I massaged soap between my toes and excavated gunk from under my nails with a scrub brush. Brett had the wiry build of an ex college runner. He wasn’t much taller than me — he’d spent his pubescent energy on speed, not height — and his colors were muted, like he’d been left out in the sun too long. Sandy hair, sandy eyebrows, sandy lashes, sandy skin. He was distant last week, I thought, as scorching rivulets of water pooled in my clavicles and traced the insides of my thighs. Probably trouble with Christina. I’d keep the conversation light, at first. Don’t pry, don’t fidget, don’t laugh like a goddamn mental patient.

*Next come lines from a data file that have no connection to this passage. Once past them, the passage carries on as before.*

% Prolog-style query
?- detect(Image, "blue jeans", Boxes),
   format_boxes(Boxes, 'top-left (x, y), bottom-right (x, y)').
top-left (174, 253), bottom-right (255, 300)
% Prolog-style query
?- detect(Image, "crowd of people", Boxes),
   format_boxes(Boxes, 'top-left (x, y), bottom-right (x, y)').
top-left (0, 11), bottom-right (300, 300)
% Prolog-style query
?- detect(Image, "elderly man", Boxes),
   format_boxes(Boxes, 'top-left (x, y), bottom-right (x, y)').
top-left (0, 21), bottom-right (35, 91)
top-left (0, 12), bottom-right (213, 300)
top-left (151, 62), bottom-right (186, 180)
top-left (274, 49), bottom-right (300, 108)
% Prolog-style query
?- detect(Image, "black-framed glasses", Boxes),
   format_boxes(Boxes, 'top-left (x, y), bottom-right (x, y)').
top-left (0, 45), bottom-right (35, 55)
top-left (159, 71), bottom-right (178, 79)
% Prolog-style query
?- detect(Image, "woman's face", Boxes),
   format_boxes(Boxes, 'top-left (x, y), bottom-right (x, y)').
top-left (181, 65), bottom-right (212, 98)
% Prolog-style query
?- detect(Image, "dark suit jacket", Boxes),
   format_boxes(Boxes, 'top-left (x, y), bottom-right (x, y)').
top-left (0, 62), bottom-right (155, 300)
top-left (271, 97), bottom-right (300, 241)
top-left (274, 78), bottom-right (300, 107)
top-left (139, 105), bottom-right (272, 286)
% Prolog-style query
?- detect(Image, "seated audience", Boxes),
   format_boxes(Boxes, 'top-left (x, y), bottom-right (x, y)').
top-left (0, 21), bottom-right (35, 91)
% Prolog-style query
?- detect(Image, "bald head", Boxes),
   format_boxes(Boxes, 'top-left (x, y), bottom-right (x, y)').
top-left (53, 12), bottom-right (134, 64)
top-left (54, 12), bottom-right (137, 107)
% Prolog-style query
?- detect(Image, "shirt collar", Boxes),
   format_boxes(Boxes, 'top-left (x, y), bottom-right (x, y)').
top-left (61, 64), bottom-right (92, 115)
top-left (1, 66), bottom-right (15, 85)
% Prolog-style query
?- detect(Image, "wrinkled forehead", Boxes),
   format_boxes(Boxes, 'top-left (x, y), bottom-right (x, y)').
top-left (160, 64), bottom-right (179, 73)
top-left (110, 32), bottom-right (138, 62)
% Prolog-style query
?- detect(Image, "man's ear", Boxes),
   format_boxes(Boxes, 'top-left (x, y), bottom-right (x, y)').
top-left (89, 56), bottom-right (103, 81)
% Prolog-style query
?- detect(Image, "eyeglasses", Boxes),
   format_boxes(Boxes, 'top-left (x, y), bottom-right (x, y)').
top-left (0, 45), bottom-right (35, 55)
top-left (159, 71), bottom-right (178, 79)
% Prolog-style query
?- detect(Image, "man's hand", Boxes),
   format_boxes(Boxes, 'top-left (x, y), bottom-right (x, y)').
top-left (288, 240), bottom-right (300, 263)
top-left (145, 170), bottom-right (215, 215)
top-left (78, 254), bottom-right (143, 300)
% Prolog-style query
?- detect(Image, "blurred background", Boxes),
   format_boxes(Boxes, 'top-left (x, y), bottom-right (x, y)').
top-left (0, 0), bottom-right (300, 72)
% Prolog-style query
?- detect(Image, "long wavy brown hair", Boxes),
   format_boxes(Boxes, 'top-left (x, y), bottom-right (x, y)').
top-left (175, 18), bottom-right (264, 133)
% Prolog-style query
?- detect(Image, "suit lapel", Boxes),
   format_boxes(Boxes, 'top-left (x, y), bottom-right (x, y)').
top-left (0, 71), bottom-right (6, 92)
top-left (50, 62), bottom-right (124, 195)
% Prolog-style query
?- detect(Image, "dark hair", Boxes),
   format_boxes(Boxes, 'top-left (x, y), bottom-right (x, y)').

Steam turned the bathroom hazy and smoothed the sharp edges of the countertop and doorframe. Eddies of warm, wet air curled around my hips and my feet looked faraway. I turned off the shower, stepped out of the tub and groped for a towel. There were no towels on the rack. Heather. I pumped some lotion into my palm and reached for my legs, but my fingers grasped mist. My shoulders were obscured by shower fog. The mirror had become an opaque, unhelpful, grey blue rectangle. Where are my legs? I threw open the bathroom door and entered the kitchen, where Heather was making hot chocolate.

“What, in your medical opinion, is going on with me?” I asked. Heather turned around and gave me an appraising look. The mist had followed me out of the bathroom. Where my body used to be, there was a vague, swirling pinkness.

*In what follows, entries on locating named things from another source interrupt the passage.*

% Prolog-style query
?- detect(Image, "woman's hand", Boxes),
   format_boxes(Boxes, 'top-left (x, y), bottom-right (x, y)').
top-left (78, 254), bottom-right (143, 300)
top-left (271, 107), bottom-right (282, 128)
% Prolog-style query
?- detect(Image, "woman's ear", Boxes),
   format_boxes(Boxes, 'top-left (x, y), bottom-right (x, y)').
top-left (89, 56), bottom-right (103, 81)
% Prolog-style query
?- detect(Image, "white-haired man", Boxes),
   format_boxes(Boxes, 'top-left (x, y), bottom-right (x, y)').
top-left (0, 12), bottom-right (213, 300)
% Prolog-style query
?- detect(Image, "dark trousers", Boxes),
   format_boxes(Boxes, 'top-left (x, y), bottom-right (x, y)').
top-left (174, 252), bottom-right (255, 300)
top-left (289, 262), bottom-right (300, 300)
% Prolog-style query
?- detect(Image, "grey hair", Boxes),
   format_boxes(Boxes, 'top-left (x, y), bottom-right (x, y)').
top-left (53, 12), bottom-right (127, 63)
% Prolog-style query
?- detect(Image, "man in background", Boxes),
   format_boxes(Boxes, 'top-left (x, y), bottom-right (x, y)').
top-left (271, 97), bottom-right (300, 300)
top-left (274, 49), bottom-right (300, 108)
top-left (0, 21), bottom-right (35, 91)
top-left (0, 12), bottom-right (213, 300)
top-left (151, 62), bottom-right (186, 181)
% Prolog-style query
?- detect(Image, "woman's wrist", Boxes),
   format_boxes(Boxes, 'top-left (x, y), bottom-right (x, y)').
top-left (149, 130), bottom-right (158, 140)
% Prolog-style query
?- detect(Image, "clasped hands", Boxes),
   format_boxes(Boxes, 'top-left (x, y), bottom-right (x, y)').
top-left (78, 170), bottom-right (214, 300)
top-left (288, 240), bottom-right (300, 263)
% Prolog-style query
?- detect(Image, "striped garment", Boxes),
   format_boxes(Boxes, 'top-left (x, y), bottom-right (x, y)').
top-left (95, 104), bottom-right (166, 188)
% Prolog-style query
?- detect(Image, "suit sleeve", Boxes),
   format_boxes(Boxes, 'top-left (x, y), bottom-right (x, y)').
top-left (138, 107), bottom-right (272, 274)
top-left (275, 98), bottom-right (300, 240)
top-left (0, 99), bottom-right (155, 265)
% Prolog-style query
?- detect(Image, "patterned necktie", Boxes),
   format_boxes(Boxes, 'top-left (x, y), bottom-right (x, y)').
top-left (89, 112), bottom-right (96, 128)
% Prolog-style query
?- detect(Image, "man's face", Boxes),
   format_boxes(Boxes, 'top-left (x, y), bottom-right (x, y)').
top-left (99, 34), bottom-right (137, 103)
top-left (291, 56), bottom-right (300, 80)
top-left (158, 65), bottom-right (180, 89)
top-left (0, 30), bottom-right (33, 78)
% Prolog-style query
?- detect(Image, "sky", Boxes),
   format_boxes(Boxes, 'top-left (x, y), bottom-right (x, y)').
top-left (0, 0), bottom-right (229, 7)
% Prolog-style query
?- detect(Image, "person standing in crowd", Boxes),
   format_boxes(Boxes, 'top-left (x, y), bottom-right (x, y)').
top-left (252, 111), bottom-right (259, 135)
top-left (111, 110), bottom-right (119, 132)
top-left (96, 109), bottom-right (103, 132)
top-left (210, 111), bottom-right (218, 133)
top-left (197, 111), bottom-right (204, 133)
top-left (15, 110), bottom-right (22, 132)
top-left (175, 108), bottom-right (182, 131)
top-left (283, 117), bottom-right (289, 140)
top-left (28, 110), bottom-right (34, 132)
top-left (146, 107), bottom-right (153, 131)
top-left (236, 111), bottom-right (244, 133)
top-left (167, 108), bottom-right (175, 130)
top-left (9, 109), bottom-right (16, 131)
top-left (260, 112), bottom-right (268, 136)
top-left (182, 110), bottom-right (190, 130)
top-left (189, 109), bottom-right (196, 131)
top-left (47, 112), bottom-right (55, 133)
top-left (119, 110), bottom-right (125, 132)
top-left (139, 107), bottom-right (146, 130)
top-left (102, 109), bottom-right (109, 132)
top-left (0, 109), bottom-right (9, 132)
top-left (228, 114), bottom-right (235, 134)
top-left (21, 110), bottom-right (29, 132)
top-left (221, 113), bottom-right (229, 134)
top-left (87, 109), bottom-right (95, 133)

“In my medical opinion, I don’t know,” said Heather. “Do you want a Pepto?”
“I want you to fix it.”
“Hmm.” Heather put her hands on her hips. “Okay,” she said and left the room.

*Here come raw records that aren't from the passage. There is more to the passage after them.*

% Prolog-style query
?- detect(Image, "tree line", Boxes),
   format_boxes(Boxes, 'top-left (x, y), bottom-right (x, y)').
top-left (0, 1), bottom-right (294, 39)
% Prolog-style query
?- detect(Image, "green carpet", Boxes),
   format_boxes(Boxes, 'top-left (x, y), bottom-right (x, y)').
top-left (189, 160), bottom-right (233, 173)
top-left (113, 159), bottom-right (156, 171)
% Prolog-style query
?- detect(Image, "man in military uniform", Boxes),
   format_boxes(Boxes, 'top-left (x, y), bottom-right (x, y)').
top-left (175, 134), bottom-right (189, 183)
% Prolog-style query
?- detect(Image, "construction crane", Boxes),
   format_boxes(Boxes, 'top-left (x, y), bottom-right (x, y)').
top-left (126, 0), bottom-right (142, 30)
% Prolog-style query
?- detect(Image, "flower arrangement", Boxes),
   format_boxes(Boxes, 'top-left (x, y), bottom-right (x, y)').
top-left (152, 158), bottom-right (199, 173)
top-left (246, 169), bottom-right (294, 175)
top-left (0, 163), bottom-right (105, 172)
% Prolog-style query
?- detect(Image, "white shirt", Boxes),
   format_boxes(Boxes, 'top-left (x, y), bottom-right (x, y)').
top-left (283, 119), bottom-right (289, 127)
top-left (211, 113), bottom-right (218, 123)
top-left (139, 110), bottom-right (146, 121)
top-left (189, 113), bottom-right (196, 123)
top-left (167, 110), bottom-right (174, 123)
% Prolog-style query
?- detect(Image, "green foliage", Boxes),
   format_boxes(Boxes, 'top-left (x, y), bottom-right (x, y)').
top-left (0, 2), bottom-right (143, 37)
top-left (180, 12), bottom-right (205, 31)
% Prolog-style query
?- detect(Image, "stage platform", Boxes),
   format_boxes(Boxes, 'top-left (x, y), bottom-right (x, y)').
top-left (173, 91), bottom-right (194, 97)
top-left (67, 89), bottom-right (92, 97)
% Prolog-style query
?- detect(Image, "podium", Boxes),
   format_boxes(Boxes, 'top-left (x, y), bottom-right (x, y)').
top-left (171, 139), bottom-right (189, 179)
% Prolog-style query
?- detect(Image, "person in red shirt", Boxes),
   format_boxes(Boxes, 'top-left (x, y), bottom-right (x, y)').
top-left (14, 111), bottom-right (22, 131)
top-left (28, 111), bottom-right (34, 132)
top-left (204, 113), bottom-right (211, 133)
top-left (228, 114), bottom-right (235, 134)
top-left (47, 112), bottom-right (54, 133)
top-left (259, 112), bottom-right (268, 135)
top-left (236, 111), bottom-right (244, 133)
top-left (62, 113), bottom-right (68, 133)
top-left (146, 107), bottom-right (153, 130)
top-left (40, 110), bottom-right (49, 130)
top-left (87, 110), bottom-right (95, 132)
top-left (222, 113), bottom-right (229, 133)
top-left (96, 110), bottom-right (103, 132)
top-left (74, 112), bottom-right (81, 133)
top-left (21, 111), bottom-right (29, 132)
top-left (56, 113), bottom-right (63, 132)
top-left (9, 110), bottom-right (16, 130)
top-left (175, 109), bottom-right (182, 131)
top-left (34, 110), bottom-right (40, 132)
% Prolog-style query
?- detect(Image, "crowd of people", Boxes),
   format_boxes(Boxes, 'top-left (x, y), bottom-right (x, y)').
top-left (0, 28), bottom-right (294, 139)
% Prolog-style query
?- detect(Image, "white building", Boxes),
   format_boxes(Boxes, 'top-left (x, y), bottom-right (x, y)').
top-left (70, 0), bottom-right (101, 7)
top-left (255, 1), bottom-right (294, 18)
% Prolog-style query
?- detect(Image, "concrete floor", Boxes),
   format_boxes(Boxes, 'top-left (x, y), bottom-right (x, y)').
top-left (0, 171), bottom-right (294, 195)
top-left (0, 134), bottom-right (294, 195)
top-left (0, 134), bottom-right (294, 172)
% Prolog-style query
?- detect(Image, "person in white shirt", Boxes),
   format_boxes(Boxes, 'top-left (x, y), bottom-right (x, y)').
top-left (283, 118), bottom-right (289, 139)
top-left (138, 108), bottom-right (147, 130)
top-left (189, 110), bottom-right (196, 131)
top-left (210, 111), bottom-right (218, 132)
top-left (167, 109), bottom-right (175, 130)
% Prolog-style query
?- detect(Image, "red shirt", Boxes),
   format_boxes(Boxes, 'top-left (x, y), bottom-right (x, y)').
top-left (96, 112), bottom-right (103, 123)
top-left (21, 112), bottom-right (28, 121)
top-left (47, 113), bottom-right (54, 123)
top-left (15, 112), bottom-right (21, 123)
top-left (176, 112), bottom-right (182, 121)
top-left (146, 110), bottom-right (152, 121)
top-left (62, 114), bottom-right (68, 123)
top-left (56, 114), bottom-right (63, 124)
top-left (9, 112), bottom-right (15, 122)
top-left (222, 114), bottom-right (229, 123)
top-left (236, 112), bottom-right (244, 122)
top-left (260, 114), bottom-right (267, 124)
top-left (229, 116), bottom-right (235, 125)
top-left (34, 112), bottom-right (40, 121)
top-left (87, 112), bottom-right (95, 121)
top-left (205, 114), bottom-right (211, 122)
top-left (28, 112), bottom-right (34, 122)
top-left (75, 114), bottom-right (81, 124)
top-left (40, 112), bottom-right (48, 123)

In her absence, I took stock of my situation. I felt fine. My head, my hands and my feet were solid. The rest — incorporeal. A smudge. A waste of a good bikini wax. Not ideal for a high-stakes date night.

“Try this,” Heather said, handing me a dark bundle of cloth. “It should hold you together nicely.” I slipped the long black shift dress over my head. It had a turtleneck and wrist-length sleeves.

“I look like a dowdy witch.”
“Or a sexy nun.”

The dress corralled me into a rough woman-shape. But my waistline was nonexistent and my midsection undulated like a drunken snake. Heather took a step back and squinted.

“We’ll belt it,” she said.

***

Dinner was delicious. I ate two slices of honey butter bread, carrot soup in a wooden bowl, beef stroganoff, a quarter of Brett’s Tex-Mex salad (off the low-cal menu) and a scoop of pistachio ice cream, all without feeling bloated. Then, Brett drove me to an abandoned Jimmy John’s parking lot. “Christina’s been staying over,” he explained, before reaching for the hem of my dress.

I suffused the inside of the car, fogging up the windows, twisting through Brett’s hair, settling on his eyelashes and in the swirl of his ear. The skin on his hands was leathery, the skin under his armpits and behind his knees was tender. I glowed, like predawn light. Brett looked at me the way I’d always wished he’d look at me when I had a body — with awe and desire, as if the conglomeration of parts that made up me was somehow uniquely attractive. As if my arms were better than two million similarly-shaped arms on a million other women.

“Come closer,” he begged. I floated under his eyelids and nestled in his lungs. He reached for me, but his hands grasped the air.

“Where are you?”
“I’m right here.”

I watched him while he searched for me in the empty car. His mouth was open, his lips were dry, his skinny arms were flailing.

Brett — a creature of defined veins and skim milk and fitness powders of various colors, functions and flavors, of stringency and self-discipline, of tall iced tea women with hair ties on their wrists — made me sad. Try as he might, his body would never be purified. I evaporated out the tailpipe and into the sky, and he didn’t notice when I left.

***

“How was your date?” asked Heather. As usual, she was waiting for me, an “I’m Having One of Those Decades” coffee mug in her fist.

I spread across the floor and covered Heather’s slippers in dew. “It went alright,” I said.